Это видео демонстрирует подготовки первичных нейронов культур из мозга дрозофилы поздней стадии куколки. Просмотров живых культур показывают результат аксонов и отображения уровня кальция использованием Фура-2.
В этом видео, мы демонстрируем подготовки первичных нейронов культур из мозга дрозофилы поздней стадии куколки. Процедура начинается с удаления из мозга животных на 70-78 часов после пупария образования. Изолированные мозги показываются после краткой инкубации в папаин последовало несколько моет в бессывороточной ростовой среды. Процесс механической диссоциации каждой мозга в 5 мкл капли СМИ на покровное иллюстрируется. Аксонов и дендритов после митотического нейроны sheered с рядом сома в период раздробленности, но нейроны начинают восстанавливать процессы в течение нескольких часов обшивки. Изображения показывают живые культуры на 2 дня. Нейроны продолжить разработку процессов в течение первой недели в культуре. Конкретные нейронные популяции могут быть идентифицированы в культуре использованием GAL4 линии ездить ткани конкретное выражение флуоресцентные маркеры, такие как GFP и RFP. Всего записей ячейки продемонстрировали культурные нейроны формируют функциональные, спонтанно активных холинергической и ГАМК-синапсы. Короткий сегмент видео иллюстрирует динамику кальция в нейроны культурный использованием Фура-2 в качестве красителя показатель кальция для контроля спонтанной переходных кальция и никотина вызвала ответы кальция в блюдо культурный нейронов. Эти куколки культур мозга полезной модели системы, в которой генетические и фармакологические средства могут быть использованы для определения внутренних и внешних факторов, которые влияют на формирование и функции центральных синапсов.

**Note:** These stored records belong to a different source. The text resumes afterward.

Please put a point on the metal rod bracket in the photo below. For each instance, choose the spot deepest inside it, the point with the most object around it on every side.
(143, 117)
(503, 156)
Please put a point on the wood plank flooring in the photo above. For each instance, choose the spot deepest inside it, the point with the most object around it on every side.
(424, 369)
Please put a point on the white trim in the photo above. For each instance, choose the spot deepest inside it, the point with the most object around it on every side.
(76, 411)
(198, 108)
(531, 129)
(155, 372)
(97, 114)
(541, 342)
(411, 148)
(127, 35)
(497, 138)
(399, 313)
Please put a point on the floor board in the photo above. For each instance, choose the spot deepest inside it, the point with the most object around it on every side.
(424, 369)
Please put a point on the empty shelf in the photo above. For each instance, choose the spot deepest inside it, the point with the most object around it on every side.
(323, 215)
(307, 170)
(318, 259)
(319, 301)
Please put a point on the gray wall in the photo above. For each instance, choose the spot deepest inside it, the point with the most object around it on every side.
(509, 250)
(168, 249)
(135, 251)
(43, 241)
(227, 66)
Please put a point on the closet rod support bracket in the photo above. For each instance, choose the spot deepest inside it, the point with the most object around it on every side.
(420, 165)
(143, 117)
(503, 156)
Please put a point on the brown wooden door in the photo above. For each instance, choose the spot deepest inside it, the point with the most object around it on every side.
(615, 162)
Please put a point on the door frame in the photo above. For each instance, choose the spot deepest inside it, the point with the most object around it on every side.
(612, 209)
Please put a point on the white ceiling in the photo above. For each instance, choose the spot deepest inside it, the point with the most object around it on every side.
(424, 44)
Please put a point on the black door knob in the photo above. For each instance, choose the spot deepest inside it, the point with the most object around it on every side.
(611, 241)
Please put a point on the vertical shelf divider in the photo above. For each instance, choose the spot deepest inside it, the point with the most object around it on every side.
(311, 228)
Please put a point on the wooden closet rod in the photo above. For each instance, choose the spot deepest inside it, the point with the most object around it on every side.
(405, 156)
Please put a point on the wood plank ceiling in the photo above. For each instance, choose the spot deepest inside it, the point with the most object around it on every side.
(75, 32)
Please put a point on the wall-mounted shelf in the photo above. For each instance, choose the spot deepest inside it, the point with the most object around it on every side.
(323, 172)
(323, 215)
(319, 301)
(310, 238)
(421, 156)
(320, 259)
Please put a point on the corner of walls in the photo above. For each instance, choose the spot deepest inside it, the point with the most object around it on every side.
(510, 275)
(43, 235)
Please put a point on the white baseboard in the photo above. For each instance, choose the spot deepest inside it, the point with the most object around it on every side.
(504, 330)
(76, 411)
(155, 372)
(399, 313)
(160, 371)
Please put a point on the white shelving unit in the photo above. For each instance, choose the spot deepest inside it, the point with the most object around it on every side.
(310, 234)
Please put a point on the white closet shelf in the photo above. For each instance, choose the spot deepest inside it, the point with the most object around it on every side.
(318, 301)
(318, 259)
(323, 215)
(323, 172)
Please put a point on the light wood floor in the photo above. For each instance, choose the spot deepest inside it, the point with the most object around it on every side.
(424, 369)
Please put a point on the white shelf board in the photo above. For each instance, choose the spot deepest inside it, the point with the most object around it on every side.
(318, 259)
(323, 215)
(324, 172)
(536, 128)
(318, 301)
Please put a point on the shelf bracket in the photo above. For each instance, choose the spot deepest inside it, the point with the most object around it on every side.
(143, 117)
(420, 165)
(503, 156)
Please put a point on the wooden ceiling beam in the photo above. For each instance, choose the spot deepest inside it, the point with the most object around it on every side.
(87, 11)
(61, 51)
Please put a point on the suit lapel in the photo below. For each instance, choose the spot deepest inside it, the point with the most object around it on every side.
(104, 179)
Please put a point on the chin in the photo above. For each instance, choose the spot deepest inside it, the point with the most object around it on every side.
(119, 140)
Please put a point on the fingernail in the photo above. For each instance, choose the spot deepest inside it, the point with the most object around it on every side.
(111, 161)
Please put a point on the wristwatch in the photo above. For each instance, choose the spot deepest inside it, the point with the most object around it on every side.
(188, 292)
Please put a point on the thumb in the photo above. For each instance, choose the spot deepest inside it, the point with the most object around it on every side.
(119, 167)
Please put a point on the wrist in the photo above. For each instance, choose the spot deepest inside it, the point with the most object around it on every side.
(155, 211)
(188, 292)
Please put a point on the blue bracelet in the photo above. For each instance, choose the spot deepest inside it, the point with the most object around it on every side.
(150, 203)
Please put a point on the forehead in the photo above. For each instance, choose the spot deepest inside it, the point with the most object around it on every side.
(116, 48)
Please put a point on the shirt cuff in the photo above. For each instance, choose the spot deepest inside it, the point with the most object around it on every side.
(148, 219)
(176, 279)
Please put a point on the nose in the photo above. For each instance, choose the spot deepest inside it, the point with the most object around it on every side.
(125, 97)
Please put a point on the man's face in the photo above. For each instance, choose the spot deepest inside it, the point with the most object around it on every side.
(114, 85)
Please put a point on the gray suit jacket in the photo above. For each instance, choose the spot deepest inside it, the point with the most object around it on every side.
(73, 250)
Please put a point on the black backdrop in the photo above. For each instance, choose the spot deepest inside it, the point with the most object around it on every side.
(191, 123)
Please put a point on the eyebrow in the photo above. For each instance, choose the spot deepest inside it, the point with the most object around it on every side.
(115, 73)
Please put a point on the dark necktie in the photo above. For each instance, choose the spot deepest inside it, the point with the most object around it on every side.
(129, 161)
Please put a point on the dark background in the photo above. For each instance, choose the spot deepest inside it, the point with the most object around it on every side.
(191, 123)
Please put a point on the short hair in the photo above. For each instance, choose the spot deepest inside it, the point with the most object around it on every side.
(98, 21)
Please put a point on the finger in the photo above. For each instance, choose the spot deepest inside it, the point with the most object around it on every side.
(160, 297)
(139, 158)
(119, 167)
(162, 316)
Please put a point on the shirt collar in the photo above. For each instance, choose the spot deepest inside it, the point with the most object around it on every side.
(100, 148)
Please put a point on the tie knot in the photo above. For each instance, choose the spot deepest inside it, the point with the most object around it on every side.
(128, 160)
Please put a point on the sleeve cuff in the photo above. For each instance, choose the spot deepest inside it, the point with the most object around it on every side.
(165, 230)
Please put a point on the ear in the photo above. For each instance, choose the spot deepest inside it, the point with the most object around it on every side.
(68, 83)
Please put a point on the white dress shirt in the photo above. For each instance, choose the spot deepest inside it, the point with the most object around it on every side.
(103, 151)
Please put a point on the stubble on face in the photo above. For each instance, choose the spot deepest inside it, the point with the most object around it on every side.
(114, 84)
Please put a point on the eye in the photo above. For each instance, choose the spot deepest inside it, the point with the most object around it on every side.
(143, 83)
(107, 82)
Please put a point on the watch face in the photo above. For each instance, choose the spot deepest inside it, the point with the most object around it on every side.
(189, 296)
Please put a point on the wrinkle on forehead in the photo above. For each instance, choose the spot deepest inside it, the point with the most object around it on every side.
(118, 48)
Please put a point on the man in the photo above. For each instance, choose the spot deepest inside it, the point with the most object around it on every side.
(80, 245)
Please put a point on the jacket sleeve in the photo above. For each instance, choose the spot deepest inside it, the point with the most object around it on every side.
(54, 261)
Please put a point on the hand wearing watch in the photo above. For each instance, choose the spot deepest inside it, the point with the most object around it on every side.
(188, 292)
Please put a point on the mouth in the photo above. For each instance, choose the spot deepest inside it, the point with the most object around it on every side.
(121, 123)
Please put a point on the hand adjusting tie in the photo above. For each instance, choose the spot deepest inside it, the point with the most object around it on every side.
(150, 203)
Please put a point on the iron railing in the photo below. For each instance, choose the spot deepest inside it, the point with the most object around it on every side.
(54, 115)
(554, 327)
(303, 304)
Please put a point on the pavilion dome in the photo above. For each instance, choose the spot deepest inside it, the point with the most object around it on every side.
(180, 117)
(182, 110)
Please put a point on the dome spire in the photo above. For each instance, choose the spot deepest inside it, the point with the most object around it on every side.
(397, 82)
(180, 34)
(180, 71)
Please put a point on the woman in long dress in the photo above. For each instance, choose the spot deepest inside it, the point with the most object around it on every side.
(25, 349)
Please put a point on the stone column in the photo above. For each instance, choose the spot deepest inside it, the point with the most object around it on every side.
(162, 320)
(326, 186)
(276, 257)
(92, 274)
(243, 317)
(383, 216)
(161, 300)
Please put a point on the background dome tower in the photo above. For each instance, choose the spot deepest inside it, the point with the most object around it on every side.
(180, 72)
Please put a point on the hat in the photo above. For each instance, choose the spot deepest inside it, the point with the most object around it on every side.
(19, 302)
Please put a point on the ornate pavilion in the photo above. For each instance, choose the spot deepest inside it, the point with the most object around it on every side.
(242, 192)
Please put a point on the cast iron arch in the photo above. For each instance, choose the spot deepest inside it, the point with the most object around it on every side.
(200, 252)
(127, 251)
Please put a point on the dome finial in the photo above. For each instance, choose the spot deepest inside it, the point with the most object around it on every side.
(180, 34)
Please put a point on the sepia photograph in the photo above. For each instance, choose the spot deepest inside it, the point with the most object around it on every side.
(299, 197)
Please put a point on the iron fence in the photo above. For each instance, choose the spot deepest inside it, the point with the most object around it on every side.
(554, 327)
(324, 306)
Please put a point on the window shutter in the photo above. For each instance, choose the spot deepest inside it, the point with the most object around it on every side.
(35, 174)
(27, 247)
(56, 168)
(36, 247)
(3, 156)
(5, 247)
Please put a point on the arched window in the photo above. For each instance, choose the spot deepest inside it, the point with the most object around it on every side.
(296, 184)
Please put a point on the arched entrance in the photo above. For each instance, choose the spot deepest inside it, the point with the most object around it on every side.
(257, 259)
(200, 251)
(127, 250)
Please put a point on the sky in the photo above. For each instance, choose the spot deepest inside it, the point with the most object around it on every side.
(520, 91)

Нейроны найденным на мозг эмбриональных / послеродовой грызуны могут быть выращены в первичной культуре клеток, где они распространяются невриты и форма функциональной синаптических связей. Методы подготовки этих культур, хорошо известны и учится в грызунах нейронных культур сыграли решающую р…
Эта работа была поддержана NIH грант NS27501 к DKOD. Дополнительная поддержка для этой работы был предоставлен грант на UC Irvine в поддержку DKOD в рамках Программы профессор HHMI.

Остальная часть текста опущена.